Friday, January 15th, 2010
I think one of the reasons I like Flickr, the photo sharing site put together by Stewart Butterfield and Caterina Fake way back in 2004 (and sold, ca-ching, to Yahoo about a year later) is that not only do I get to upload and share my photos with the greater, uh, planet, but I do so in a way that makes each picture a post of its own…each one has a headline…sometimes a caption…and tags.
And, if you so permit, folks from the greater, uh, planet can add comments and generate a bit of a dialog right there on the page about what the image holds, signifies, or conjures up in their own overactive imaginations. (The picture of J.C. Salyer at top right, where he’s almost in the frame, even netted a quick comment from cofounder Fake herself.) I’ve ‘met’ some interesting people from the comments…neighbors, and people, well, anywhere.
And as a guy who used to really enjoy writing headlines back in the days when they involved equal amounts of copyfitting and wit, I try to put the same kind of work in the photo titles (which are, after all, little headlines) as I did in taking the picture. So I cobble together odd phrases like Watch this tower grow. and Ohio occurs in various colors. and The long shutter, en fuego. and teton zombieland. and But how do they hold the pencils? and Better than ‘Sindiana’ or ‘Swest Virginia.’ and Food that pleases at 2 am.
And yes, just like here, for some reason, the periods at the end of the headlines are important to me, so don’t mess with them, OK?

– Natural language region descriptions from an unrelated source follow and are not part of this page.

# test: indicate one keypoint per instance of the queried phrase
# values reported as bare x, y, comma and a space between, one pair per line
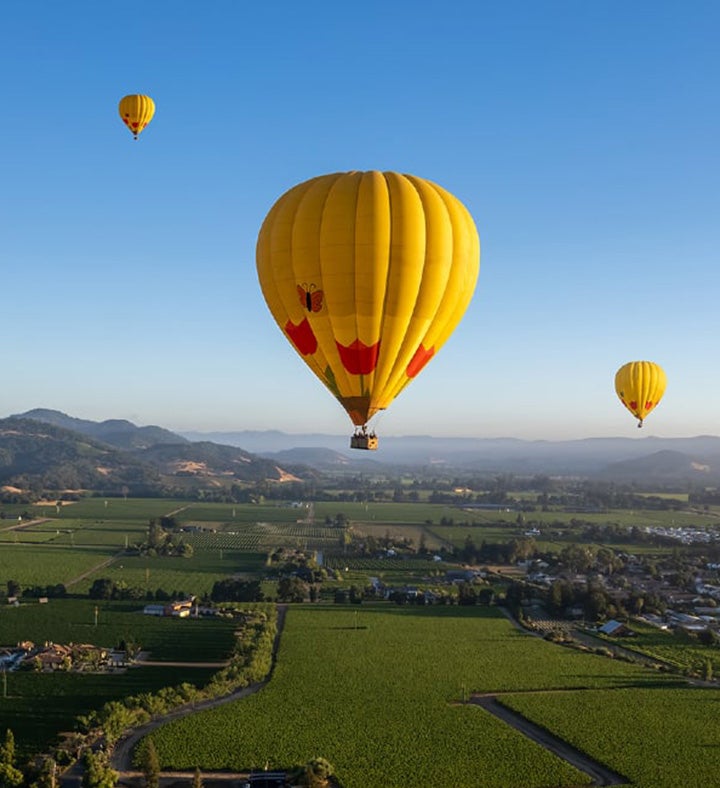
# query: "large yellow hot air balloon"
136, 112
640, 386
367, 274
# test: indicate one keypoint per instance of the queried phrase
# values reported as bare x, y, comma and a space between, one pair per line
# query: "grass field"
375, 689
378, 694
39, 706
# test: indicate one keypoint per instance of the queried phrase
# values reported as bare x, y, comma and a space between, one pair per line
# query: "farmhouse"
615, 629
179, 609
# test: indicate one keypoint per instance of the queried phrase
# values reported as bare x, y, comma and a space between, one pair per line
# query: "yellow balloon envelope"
136, 112
367, 274
640, 386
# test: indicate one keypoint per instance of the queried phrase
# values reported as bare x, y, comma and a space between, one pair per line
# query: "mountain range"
51, 450
46, 449
693, 460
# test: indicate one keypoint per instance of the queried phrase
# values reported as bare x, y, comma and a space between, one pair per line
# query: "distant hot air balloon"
136, 112
640, 386
367, 274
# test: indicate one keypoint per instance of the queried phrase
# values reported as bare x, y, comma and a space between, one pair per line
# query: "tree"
7, 748
10, 777
292, 589
102, 588
315, 773
98, 772
151, 765
47, 774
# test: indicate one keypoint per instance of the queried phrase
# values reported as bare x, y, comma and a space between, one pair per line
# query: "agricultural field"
38, 706
379, 692
658, 737
676, 648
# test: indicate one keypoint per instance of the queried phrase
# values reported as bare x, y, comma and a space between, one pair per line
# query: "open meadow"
36, 706
379, 692
377, 689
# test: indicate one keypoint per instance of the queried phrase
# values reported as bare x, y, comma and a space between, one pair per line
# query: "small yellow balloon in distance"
136, 112
640, 386
367, 274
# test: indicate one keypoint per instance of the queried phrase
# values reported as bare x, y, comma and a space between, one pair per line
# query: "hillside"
48, 450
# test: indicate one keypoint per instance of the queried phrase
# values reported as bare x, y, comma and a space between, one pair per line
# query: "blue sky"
583, 138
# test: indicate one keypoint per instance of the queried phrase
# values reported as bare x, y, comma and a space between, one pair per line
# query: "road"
600, 774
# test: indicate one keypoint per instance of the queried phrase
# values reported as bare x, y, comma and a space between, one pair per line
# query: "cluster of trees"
162, 541
299, 563
517, 549
106, 588
232, 589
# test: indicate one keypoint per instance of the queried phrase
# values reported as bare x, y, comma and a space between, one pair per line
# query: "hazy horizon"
580, 137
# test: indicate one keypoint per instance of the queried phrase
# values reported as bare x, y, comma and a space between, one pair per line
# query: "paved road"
123, 751
599, 773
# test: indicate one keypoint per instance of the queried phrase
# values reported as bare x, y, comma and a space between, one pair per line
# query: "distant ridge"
49, 448
606, 458
250, 455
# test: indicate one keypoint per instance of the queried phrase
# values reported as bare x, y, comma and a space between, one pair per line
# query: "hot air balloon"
136, 112
367, 274
640, 386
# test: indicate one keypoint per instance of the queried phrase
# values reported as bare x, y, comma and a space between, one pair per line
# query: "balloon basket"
364, 440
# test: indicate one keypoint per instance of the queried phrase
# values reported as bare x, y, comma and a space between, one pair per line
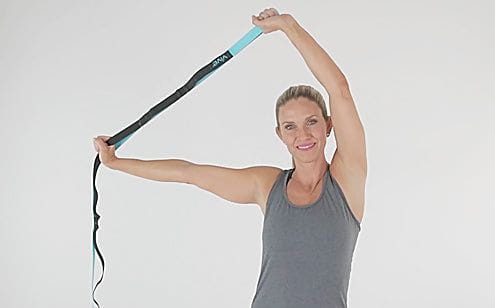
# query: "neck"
308, 175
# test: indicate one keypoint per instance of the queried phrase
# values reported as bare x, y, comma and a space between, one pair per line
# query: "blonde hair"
297, 91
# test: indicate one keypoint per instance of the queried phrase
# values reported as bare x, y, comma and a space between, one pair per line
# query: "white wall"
420, 74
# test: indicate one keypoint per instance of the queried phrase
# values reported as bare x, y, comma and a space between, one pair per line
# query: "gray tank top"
307, 250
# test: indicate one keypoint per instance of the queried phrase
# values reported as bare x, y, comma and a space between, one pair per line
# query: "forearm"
316, 58
167, 170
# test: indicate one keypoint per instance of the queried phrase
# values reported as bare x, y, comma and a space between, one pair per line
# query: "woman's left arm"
348, 129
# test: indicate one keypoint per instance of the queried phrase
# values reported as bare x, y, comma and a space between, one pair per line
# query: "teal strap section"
245, 40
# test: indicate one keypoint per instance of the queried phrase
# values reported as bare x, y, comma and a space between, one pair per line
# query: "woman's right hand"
106, 152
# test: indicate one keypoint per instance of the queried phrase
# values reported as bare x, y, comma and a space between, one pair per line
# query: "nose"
305, 132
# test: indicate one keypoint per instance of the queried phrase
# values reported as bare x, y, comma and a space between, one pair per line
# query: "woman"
312, 212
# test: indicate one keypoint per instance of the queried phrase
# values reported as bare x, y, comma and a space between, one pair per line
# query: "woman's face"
301, 123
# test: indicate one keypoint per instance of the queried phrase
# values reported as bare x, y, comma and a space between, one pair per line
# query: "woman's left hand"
270, 20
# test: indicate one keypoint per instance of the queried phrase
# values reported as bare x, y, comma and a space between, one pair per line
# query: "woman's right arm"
166, 170
239, 185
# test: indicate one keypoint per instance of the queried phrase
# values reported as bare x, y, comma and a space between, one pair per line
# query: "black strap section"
164, 104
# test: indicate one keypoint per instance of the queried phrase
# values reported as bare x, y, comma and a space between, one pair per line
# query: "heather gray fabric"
307, 251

Some folks who upload (sometimes hundreds of) images don’t even bother to change the title, and so have a bunch of headlines resembling “IMG2137.JPG”, and some others elect to write little haikus of poetry in the tags, like:
- I was so cold
…and I think all of these idiosyncracies make browsing through the 2 billion or so pictures all the more interesting.
And yes, there’s the actual photography too…the technical approaches and styles used to create Flickr images inspire imitators, trends, and way too much discussion. I don’t think it’s any coincidence that after a blizzard of uploaded tilt-shift fake photos —that’s a technique that takes the characteristic shallow depth of field you see in miniature photos…why the model railroad layout has sharp trains and fuzzy cars in the foreground—and applies that (often digitally) to real-world objects to make them look like tiny toys. Anyway, there’s an Allstate commercial out there now that uses the technique, and if it hadn’t become fashionable online, I doubt they would given it a go on Real Network Television.
So every few days I try to make sure I upload a few choice-ish pictures to le Flickr and I give my brain a little headline-writing practice and I get a small smile knowing that you there in Kuala Lampur can sit there and look at a picture of my old Apple //e or Bob Beasley operating a 1970s-era video switcher or ‘Bowling from the future!’—a bowling alley in Wapakoneta, Ohio.